A macOS desktop app for managing .env files across your projects. dotlock encrypts your environment variables into a single vault file, watches for file changes on disk, and optionally protects your vault password with Touch ID.

The vault is a single portable file — keep it personal, or commit it to your repo so your whole team shares the same encrypted .env files.

Download dotlock for macOS — free, no account required.

Features

  • Encrypted vault — All secrets stored in a single .dotlock file using AES-256-GCM with scrypt key derivation
  • Shared team vaults — Commit the .dotlock file to your repo; every developer clones, unlocks, and gets the same .env files
  • Multi-repo management — Track .env files across multiple projects from one place
  • Drift detection — Watches files on disk and alerts you when they change or go missing
  • Touch ID support — Store your vault password in the macOS Keychain with biometric unlock
  • Import & restore — Pull env files into the vault or push vault contents back to disk
  • Provider detection — Automatically tags keys by provider (AWS, Stripe, Vercel, etc.)

Shared team vaults

dotlock vaults are portable across machines, which means you can use one as your team's shared source of truth for environment variables:

  1. Commit the .dotlock file to your repo alongside your code. It's encrypted with AES-256-GCM, so it's safe to push to origin.
  2. Share the vault password in 1Password, Bitwarden, or wherever your team already keeps shared credentials. The password is the only secret that lives outside the repo.
  3. Teammates clone, unlock, and go. Each developer points their copy at their local checkout once; dotlock stores that mapping per-machine (in ~/.dotlock/repo-roots.json) and never writes absolute paths into the vault itself.

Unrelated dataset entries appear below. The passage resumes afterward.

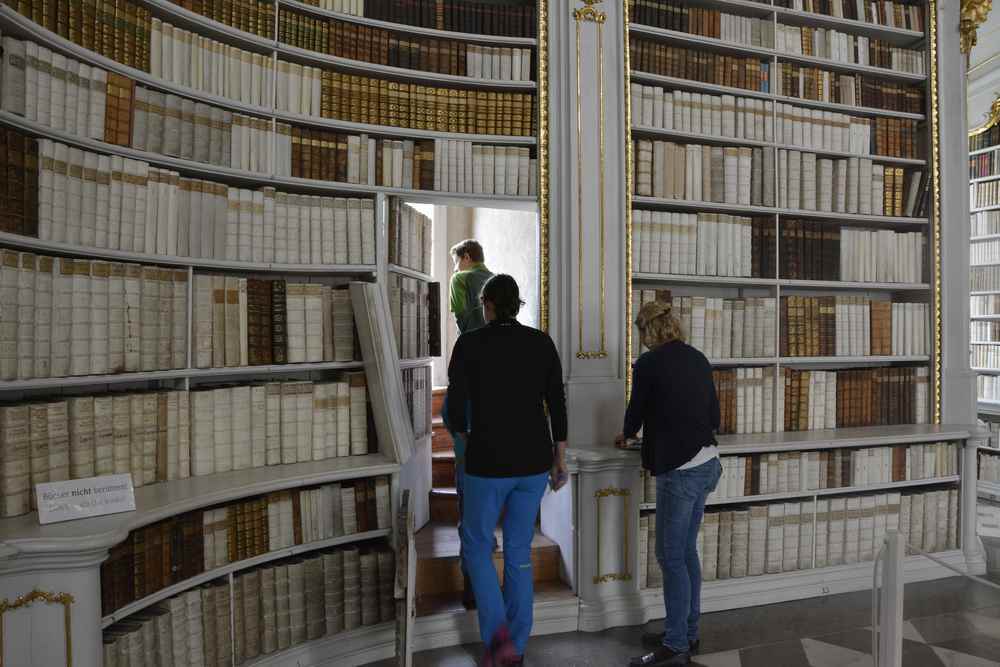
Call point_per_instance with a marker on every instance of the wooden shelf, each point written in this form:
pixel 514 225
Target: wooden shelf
pixel 238 566
pixel 492 40
pixel 155 502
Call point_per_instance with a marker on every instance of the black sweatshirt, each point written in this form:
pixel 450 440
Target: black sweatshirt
pixel 508 373
pixel 674 402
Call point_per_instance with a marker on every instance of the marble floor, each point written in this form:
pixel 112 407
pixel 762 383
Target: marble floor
pixel 948 623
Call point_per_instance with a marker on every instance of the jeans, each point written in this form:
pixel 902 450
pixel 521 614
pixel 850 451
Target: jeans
pixel 680 506
pixel 520 499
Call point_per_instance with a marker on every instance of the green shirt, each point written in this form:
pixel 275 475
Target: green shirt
pixel 466 286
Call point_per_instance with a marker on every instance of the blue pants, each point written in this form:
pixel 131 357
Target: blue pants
pixel 680 506
pixel 520 499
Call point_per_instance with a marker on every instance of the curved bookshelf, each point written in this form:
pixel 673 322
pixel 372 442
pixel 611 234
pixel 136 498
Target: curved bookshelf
pixel 492 40
pixel 230 568
pixel 163 500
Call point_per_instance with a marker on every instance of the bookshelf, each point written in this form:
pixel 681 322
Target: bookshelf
pixel 254 60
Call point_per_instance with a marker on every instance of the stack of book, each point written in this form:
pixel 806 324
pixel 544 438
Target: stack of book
pixel 786 537
pixel 81 317
pixel 749 73
pixel 409 237
pixel 116 29
pixel 171 551
pixel 703 244
pixel 52 90
pixel 812 83
pixel 191 628
pixel 188 59
pixel 416 384
pixel 731 175
pixel 906 14
pixel 989 467
pixel 241 322
pixel 345 39
pixel 846 48
pixel 512 18
pixel 730 28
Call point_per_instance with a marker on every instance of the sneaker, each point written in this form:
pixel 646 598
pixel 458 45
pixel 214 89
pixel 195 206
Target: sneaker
pixel 653 640
pixel 661 657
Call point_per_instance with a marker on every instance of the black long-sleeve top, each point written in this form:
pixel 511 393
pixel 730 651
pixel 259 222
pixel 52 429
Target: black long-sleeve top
pixel 507 373
pixel 674 402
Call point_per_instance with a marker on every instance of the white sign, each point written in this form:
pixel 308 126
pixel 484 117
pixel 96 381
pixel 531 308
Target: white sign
pixel 83 498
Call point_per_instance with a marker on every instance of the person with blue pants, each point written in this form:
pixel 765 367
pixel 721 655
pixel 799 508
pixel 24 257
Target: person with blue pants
pixel 509 379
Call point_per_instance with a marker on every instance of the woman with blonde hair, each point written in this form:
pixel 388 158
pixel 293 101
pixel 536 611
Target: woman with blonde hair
pixel 674 402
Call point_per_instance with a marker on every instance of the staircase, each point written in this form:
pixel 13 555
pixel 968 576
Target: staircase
pixel 439 574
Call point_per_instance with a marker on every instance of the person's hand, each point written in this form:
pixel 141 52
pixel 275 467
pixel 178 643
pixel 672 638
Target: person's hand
pixel 558 475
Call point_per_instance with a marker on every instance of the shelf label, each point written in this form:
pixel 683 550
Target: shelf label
pixel 84 498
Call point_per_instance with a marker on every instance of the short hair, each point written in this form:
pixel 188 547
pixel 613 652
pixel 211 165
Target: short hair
pixel 658 324
pixel 501 290
pixel 468 247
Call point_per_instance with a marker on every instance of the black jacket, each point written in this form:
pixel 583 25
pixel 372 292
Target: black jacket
pixel 507 373
pixel 674 402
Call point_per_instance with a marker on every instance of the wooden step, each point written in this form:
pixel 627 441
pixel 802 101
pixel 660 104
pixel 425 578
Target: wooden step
pixel 444 505
pixel 439 573
pixel 443 469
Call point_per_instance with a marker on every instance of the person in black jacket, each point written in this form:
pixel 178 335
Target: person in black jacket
pixel 674 402
pixel 506 374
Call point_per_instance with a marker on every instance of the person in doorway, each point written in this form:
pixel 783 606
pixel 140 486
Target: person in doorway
pixel 466 285
pixel 674 401
pixel 501 379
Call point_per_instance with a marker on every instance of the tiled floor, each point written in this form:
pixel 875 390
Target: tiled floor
pixel 948 623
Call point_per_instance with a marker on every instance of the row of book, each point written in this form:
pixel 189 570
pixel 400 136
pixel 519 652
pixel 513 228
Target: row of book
pixel 813 83
pixel 984 253
pixel 983 223
pixel 988 387
pixel 173 550
pixel 785 472
pixel 250 322
pixel 652 57
pixel 117 203
pixel 67 317
pixel 169 435
pixel 846 48
pixel 787 537
pixel 989 467
pixel 710 244
pixel 416 391
pixel 409 236
pixel 415 309
pixel 346 39
pixel 116 29
pixel 757 400
pixel 55 91
pixel 987 164
pixel 906 14
pixel 462 166
pixel 984 194
pixel 512 18
pixel 253 16
pixel 985 356
pixel 984 304
pixel 678 16
pixel 268 609
pixel 188 59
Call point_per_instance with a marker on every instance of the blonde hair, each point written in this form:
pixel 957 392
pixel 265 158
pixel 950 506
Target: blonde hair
pixel 658 324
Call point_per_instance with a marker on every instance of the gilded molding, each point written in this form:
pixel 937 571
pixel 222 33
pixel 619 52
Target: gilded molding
pixel 973 15
pixel 583 15
pixel 26 600
pixel 543 165
pixel 936 207
pixel 625 495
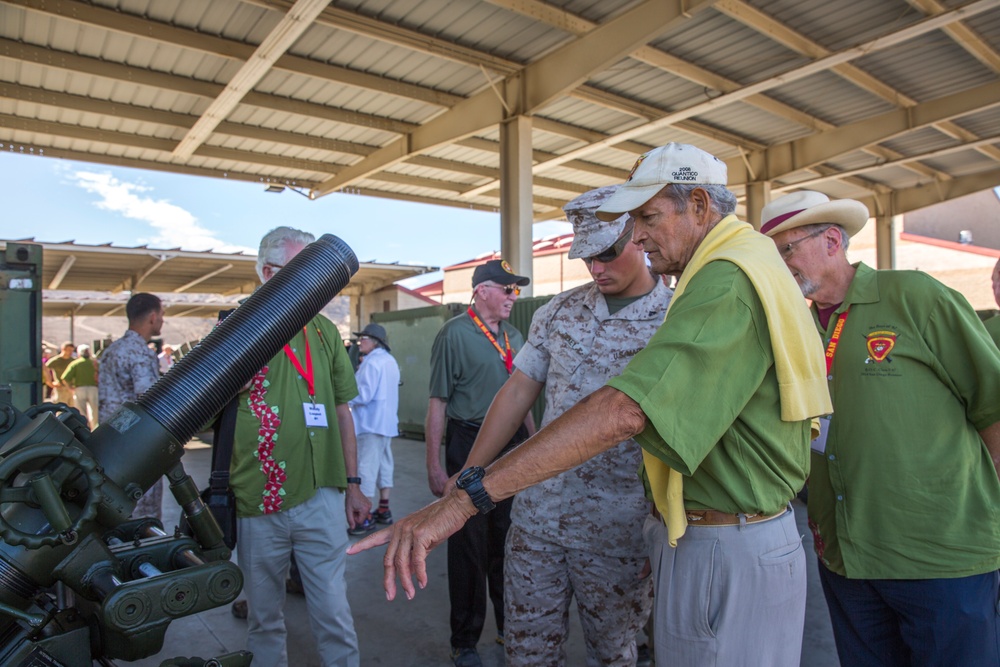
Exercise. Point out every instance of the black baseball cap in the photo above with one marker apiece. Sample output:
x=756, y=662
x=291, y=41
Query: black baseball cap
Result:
x=498, y=271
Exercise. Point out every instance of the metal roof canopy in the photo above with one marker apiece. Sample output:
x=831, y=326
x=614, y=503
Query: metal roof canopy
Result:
x=107, y=268
x=893, y=102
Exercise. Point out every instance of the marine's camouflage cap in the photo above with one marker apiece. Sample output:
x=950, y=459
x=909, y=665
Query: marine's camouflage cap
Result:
x=590, y=235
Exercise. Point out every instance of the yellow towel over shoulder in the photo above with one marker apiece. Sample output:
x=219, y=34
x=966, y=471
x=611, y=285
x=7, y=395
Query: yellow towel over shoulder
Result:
x=798, y=351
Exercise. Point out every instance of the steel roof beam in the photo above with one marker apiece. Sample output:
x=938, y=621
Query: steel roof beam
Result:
x=774, y=29
x=182, y=84
x=898, y=162
x=821, y=65
x=903, y=201
x=281, y=38
x=527, y=91
x=166, y=33
x=542, y=11
x=791, y=156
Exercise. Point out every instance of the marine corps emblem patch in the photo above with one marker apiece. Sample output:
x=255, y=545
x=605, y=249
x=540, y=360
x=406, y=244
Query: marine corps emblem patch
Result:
x=635, y=166
x=880, y=344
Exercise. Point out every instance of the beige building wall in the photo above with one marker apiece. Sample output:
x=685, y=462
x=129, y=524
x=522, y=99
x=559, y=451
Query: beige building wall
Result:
x=966, y=272
x=385, y=300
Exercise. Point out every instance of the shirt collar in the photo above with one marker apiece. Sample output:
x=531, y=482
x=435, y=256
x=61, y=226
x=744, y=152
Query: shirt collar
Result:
x=864, y=286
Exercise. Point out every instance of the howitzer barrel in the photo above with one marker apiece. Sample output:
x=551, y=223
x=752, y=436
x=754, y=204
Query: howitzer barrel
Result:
x=142, y=441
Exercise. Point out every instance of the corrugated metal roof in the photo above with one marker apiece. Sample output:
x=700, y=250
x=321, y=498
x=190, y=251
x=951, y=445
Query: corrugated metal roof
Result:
x=123, y=81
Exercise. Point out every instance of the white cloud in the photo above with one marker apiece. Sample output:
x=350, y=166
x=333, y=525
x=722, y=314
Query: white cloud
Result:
x=172, y=226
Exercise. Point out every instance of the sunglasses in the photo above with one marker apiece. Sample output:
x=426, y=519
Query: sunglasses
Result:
x=789, y=248
x=507, y=289
x=612, y=253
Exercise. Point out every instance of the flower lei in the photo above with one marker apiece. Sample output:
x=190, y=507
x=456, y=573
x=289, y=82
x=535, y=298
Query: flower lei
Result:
x=274, y=471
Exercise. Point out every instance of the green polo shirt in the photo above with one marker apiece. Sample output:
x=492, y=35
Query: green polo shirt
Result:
x=278, y=462
x=993, y=329
x=906, y=488
x=81, y=373
x=466, y=369
x=707, y=384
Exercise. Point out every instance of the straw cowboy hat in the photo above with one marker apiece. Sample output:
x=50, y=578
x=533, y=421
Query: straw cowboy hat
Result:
x=812, y=208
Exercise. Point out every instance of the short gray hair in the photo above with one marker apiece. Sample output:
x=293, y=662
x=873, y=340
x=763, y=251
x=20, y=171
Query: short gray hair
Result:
x=274, y=246
x=723, y=201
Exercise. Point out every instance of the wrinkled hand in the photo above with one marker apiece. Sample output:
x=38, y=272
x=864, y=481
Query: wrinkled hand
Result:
x=436, y=479
x=357, y=505
x=411, y=538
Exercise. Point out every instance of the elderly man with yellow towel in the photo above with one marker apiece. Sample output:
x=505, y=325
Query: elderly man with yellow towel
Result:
x=721, y=401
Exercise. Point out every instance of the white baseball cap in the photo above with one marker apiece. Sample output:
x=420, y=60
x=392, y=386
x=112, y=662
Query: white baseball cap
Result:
x=673, y=163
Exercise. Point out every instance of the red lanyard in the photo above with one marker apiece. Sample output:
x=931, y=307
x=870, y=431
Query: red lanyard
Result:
x=507, y=356
x=831, y=349
x=307, y=373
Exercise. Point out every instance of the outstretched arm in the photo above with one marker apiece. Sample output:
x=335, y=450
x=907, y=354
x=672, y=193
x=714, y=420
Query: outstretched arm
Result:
x=510, y=408
x=991, y=436
x=592, y=426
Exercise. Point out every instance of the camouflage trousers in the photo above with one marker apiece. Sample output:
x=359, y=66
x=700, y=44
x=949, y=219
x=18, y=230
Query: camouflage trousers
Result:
x=540, y=580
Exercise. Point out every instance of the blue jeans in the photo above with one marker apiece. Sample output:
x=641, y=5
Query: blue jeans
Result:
x=926, y=622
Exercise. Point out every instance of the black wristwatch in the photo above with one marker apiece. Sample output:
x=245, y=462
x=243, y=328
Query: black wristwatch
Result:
x=471, y=480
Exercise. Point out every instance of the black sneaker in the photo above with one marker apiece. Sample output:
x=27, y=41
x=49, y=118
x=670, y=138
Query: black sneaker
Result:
x=362, y=528
x=645, y=656
x=465, y=657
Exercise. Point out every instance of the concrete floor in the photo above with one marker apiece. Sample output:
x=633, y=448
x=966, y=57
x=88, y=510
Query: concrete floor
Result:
x=408, y=633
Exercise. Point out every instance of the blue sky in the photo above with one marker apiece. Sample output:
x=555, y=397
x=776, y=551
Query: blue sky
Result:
x=57, y=200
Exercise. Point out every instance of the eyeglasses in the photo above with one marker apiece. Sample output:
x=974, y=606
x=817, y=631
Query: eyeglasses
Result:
x=507, y=289
x=612, y=253
x=789, y=248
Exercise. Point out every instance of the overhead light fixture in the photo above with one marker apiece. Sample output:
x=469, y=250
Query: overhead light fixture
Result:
x=277, y=187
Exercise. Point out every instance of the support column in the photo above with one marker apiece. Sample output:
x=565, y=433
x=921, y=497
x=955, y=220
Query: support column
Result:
x=885, y=240
x=758, y=195
x=516, y=214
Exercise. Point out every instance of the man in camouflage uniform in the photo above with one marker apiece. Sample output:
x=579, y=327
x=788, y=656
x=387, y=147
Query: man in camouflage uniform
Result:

When someone adds or edits a key, the updated vault is just another file to commit and push. Git diffs show that the vault changed; the encrypted bytes don't leak what changed.

This replaces ad-hoc flows like "DM me the .env", shared 1Password notes, or tools like SOPS / git-crypt — with a GUI, drift detection, and biometric unlock on top.

Getting Started

Requires Bun on macOS.

# Install dependencies
bun install

# Development with hot reload
bun run dev:hmr

# Development without HMR
bun run dev

# Run tests
bun test

Building

# Build the keychain helper (requires Apple Developer certificate)
bun run build:helpers

# Production build
bun run build:canary

The keychain helper is a signed Swift binary that handles Touch ID and Keychain access. Building it requires an Apple Developer certificate and a provisioning profile at tools/keychain-helper.provisionprofile.

Project Structure

src/
├── bun/           # Main process — vault, crypto, file watcher, keychain
├── mainview/      # React frontend — UI components, routing, RPC client
└── shared/        # Shared type definitions
tools/             # Swift keychain helper source and build script

How It Works

dotlock runs as an Electrobun app. The main process handles encryption, file watching, and Keychain access. The frontend communicates with it over a typed RPC layer.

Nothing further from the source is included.